Cressida is a Trojan woman who starts the play already in a somewhat precarious political position. Her father, the renowned seer Calchas, has recently defected to the Greeks on account of a vision he had of Troy’s inevitable fall. Left behind in Troy under the care of her uncle Pandarus, Cressida’s future is uncertain. Added to the political uncertainty is the emerging romance between her and the Trojan prince, Troilus. Though his intense desire for her is clear as day, Cressida cunningly keeps her affection for him under wraps—at once an act of self-protection and an erotic strategy where anticipation sweetens their eventual coupling. Though audiences already familiar with the story would expect her coming infidelity and hence be primed to despise her, Shakespeare works to establish sympathy for her in the play’s early acts. Not only is she shrewdly aware of her precarious political position, but she’s also steadfast in her pledges of love for Troilus. So certain is she that she will stay true to Troilus that she invents a curse that can be wielded against her in the event of her apparently impossible infidelity: “As false as Cressid” (3.3.198).

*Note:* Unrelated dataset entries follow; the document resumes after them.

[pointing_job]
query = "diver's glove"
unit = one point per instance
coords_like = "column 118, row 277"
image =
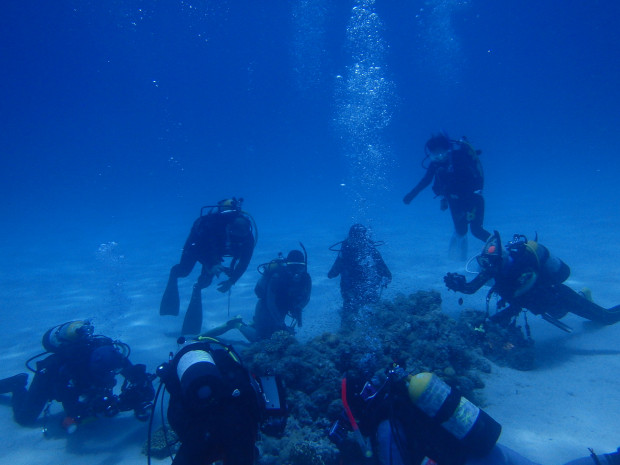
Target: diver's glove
column 455, row 282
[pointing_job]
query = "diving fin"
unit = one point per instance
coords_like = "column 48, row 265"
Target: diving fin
column 557, row 323
column 170, row 300
column 193, row 317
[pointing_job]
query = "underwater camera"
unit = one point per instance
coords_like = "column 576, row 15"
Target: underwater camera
column 275, row 413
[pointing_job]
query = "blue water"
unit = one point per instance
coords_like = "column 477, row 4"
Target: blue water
column 120, row 119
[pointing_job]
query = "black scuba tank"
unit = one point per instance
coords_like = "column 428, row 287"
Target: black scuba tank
column 473, row 427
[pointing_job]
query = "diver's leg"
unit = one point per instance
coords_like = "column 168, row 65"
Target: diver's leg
column 391, row 444
column 573, row 302
column 458, row 242
column 476, row 218
column 192, row 323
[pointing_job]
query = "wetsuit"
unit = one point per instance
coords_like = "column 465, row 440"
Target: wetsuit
column 82, row 376
column 283, row 291
column 208, row 243
column 362, row 273
column 223, row 426
column 455, row 181
column 522, row 286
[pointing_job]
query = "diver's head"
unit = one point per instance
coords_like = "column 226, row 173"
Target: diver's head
column 295, row 257
column 358, row 232
column 229, row 205
column 490, row 259
column 438, row 147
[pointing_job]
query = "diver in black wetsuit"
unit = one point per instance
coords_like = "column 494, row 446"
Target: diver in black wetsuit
column 528, row 276
column 457, row 171
column 420, row 419
column 214, row 408
column 283, row 290
column 226, row 231
column 80, row 371
column 363, row 273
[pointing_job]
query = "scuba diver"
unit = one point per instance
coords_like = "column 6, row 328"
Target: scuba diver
column 528, row 276
column 216, row 407
column 420, row 419
column 283, row 290
column 363, row 273
column 225, row 231
column 456, row 168
column 80, row 372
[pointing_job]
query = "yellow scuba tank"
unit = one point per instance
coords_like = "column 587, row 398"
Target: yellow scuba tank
column 473, row 427
column 66, row 333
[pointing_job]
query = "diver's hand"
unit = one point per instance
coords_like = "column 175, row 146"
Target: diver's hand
column 225, row 286
column 455, row 282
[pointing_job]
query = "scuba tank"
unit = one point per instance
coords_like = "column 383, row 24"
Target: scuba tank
column 67, row 333
column 199, row 377
column 473, row 427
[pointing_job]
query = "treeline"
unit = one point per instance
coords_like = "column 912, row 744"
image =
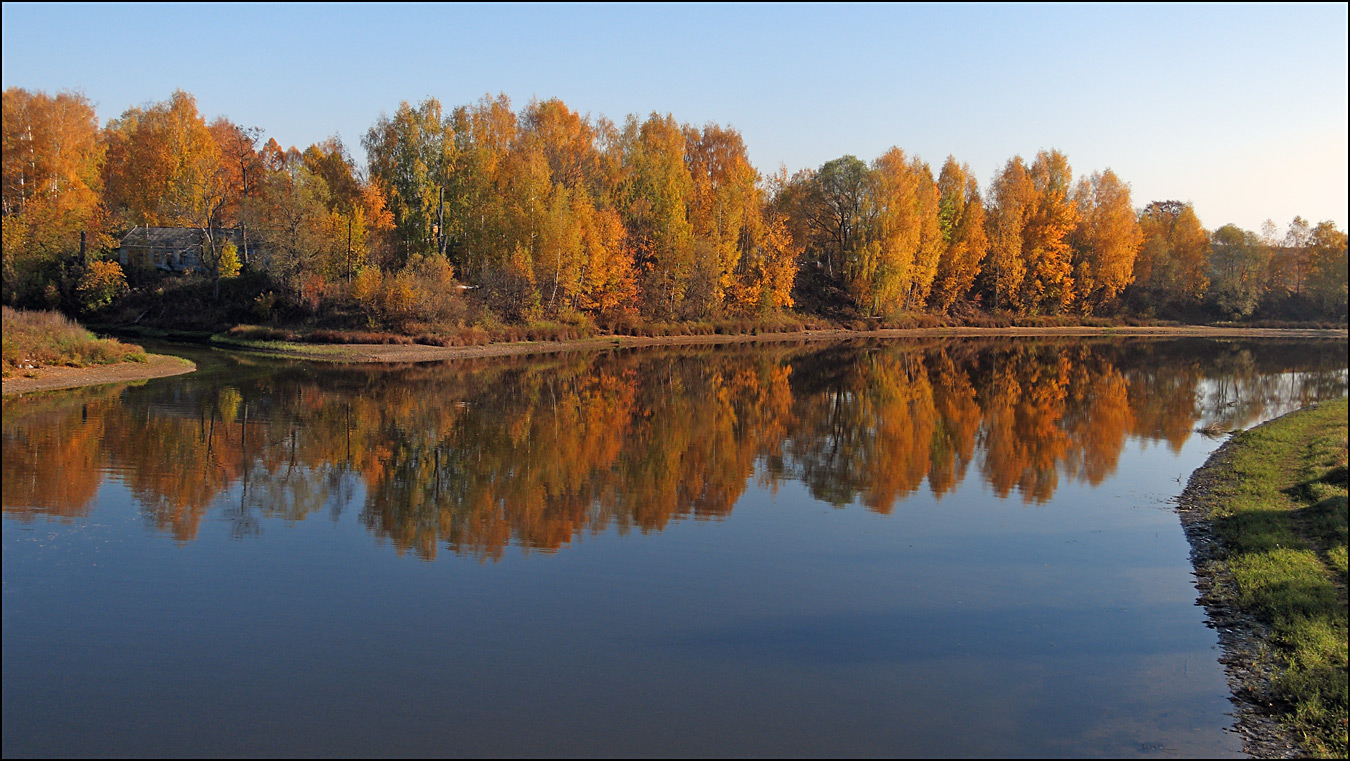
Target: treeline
column 550, row 215
column 535, row 454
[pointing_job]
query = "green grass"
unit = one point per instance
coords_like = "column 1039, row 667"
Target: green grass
column 37, row 339
column 1281, row 513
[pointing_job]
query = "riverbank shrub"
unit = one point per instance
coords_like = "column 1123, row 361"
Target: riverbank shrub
column 37, row 339
column 1281, row 514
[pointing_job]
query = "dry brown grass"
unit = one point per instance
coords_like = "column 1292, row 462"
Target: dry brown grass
column 39, row 339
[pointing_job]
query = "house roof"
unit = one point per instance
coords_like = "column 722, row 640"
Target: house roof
column 173, row 238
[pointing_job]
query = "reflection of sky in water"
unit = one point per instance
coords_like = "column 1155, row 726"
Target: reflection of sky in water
column 964, row 621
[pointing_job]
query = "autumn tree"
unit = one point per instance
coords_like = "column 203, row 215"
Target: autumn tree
column 654, row 201
column 1045, row 247
column 1106, row 240
column 242, row 167
column 1173, row 261
column 1326, row 281
column 51, row 184
column 894, row 262
column 1013, row 199
column 166, row 169
column 964, row 242
column 412, row 154
column 1238, row 263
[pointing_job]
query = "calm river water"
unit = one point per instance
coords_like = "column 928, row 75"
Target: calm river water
column 942, row 548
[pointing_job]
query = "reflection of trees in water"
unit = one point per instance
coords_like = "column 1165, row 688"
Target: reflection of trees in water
column 475, row 456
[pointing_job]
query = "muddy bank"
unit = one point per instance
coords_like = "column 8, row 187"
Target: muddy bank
column 53, row 378
column 1242, row 638
column 419, row 352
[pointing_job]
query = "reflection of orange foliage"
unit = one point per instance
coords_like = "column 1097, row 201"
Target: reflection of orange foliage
column 1023, row 439
column 957, row 420
column 478, row 456
column 54, row 462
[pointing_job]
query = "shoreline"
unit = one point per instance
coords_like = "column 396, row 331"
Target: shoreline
column 421, row 352
column 164, row 366
column 57, row 378
column 1244, row 637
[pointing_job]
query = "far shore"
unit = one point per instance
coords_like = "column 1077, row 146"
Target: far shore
column 420, row 352
column 161, row 366
column 53, row 377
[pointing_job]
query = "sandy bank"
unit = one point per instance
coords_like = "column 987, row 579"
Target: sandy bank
column 51, row 378
column 417, row 352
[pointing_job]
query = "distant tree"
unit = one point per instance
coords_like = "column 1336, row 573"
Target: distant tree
column 1173, row 262
column 961, row 223
column 412, row 155
column 51, row 185
column 1238, row 262
column 1013, row 197
column 1045, row 247
column 1106, row 240
column 1326, row 281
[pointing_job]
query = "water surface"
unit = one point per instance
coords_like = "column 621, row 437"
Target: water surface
column 936, row 548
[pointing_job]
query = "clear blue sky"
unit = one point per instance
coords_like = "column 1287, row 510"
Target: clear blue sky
column 1241, row 109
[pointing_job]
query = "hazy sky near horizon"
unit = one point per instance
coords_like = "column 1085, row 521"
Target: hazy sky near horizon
column 1241, row 109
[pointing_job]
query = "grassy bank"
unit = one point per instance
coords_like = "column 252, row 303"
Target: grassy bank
column 1276, row 501
column 39, row 339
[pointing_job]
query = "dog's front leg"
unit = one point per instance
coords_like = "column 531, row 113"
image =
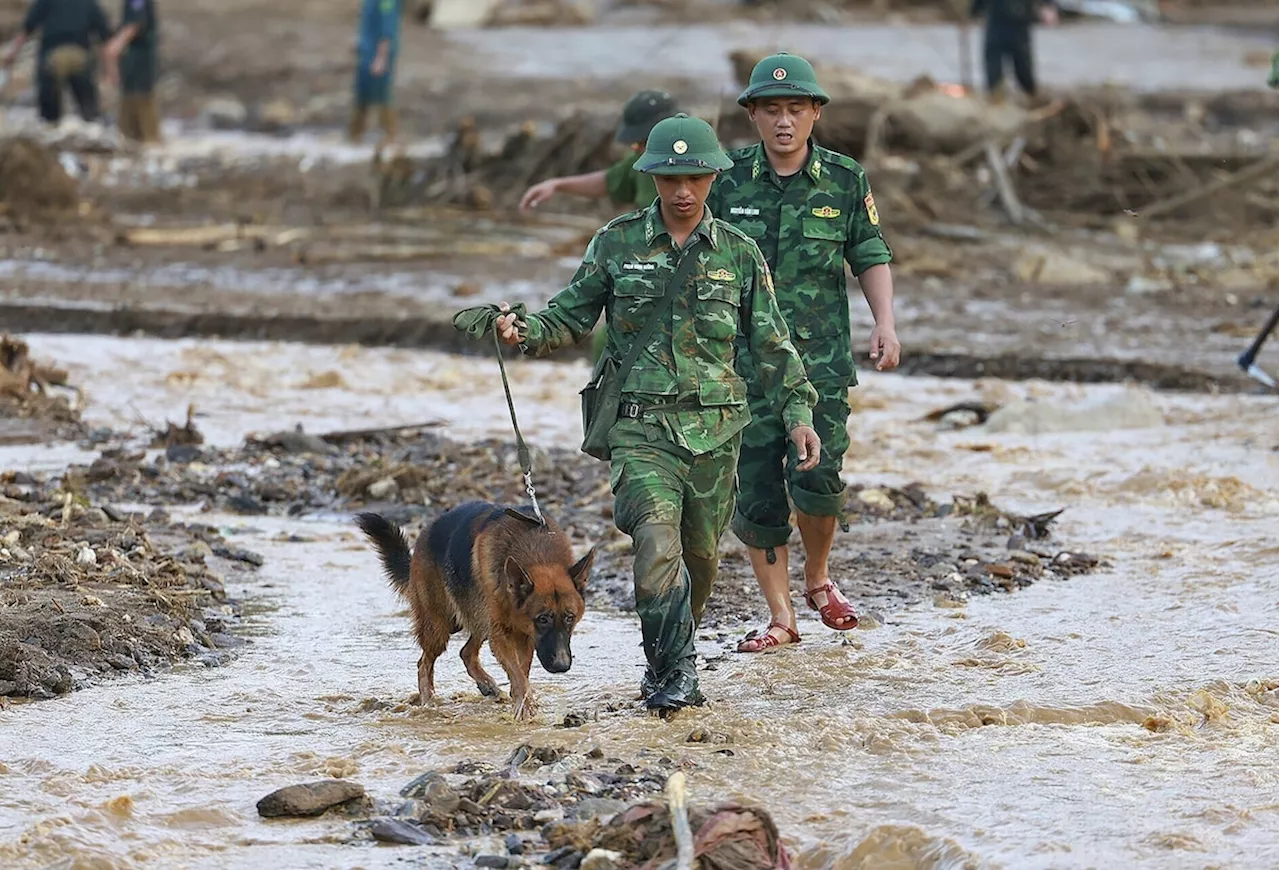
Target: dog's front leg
column 516, row 660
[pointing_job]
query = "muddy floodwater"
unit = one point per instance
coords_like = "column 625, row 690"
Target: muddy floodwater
column 1127, row 718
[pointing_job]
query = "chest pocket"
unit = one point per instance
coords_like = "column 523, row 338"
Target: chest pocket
column 634, row 298
column 824, row 308
column 718, row 305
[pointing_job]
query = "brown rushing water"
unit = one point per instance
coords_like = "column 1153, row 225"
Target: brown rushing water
column 1009, row 732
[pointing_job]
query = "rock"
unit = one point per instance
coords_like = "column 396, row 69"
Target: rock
column 1133, row 408
column 309, row 798
column 1143, row 285
column 595, row 807
column 877, row 499
column 295, row 440
column 383, row 489
column 393, row 830
column 225, row 113
column 94, row 518
column 438, row 795
column 277, row 114
column 600, row 859
column 451, row 14
column 245, row 504
column 1025, row 558
column 1057, row 268
column 236, row 554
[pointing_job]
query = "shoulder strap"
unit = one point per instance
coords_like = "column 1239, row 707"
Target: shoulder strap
column 686, row 265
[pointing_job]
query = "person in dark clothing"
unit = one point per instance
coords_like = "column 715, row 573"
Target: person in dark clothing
column 133, row 50
column 68, row 30
column 1009, row 35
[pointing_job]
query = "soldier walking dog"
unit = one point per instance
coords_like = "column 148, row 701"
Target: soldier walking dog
column 675, row 445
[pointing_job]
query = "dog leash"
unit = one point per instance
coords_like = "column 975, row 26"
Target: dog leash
column 526, row 459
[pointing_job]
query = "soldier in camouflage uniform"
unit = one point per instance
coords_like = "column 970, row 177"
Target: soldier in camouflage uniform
column 810, row 211
column 1009, row 35
column 620, row 182
column 676, row 443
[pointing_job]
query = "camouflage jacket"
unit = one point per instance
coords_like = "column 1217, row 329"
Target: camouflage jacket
column 627, row 187
column 728, row 307
column 808, row 227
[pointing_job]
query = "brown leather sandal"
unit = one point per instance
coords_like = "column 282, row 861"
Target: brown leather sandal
column 832, row 612
column 767, row 641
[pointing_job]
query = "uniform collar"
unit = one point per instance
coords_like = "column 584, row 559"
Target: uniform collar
column 760, row 164
column 653, row 225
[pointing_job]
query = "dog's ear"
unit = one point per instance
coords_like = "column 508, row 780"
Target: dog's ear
column 581, row 569
column 521, row 586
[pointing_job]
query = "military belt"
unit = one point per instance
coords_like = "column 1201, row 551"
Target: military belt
column 634, row 410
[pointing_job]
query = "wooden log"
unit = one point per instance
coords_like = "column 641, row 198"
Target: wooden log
column 1260, row 169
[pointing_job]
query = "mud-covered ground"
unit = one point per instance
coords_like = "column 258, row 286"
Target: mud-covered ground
column 88, row 591
column 903, row 546
column 288, row 246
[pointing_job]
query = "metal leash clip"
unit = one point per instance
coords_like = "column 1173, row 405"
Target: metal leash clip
column 533, row 497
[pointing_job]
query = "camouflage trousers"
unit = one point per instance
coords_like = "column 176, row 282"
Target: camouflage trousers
column 767, row 474
column 676, row 507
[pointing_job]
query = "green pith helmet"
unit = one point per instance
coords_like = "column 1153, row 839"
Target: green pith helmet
column 641, row 113
column 682, row 146
column 784, row 76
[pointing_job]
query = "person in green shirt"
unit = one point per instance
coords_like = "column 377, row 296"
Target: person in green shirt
column 133, row 50
column 620, row 182
column 673, row 449
column 812, row 211
column 68, row 30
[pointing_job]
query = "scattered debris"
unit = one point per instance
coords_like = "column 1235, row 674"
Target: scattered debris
column 35, row 184
column 90, row 591
column 30, row 411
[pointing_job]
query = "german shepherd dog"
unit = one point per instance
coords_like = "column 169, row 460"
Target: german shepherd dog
column 496, row 573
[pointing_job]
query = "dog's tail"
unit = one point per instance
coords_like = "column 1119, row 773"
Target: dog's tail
column 392, row 546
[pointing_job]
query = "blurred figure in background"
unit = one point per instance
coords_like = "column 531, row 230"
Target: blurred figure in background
column 67, row 32
column 620, row 182
column 1009, row 36
column 133, row 51
column 375, row 68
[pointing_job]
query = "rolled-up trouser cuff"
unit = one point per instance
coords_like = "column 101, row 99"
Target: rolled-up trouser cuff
column 818, row 504
column 759, row 536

Of course, political dealings soon trouble her pledge. The very next scene features Calchas convincing the Greek leaders to trade the Trojan captive Antenor for his daughter, and this trade is the central action of act 4. Like Helen, to whom she is a symbolic parallel, Cressida becomes a pawn. Yet her trade in exchange for Antenor also shows that Cressida doesn’t have the same political value as Helen, on whose account the Trojan War has already been raging for seven years. In becoming a spoil of war in this way, Cressida is set up for her eventual fall. That said, Cressida isn’t innocent when it comes to her betrayal of Troilus. One of the most striking features of her arc in the play is the marked shift in her behavior once she reaches the Greek camp. Immediately upon arriving, she adopts a coquettish demeanor, flirting with the Greek leaders and kissing each in turn. This behavior occasions Ulysses’s disparaging comment: “Set [these actions] down / For sluttish spoils of opportunity / And daughters of the game” (4.5.70–72). In other words, he wants it on record that Cressida is little more than a prostitute.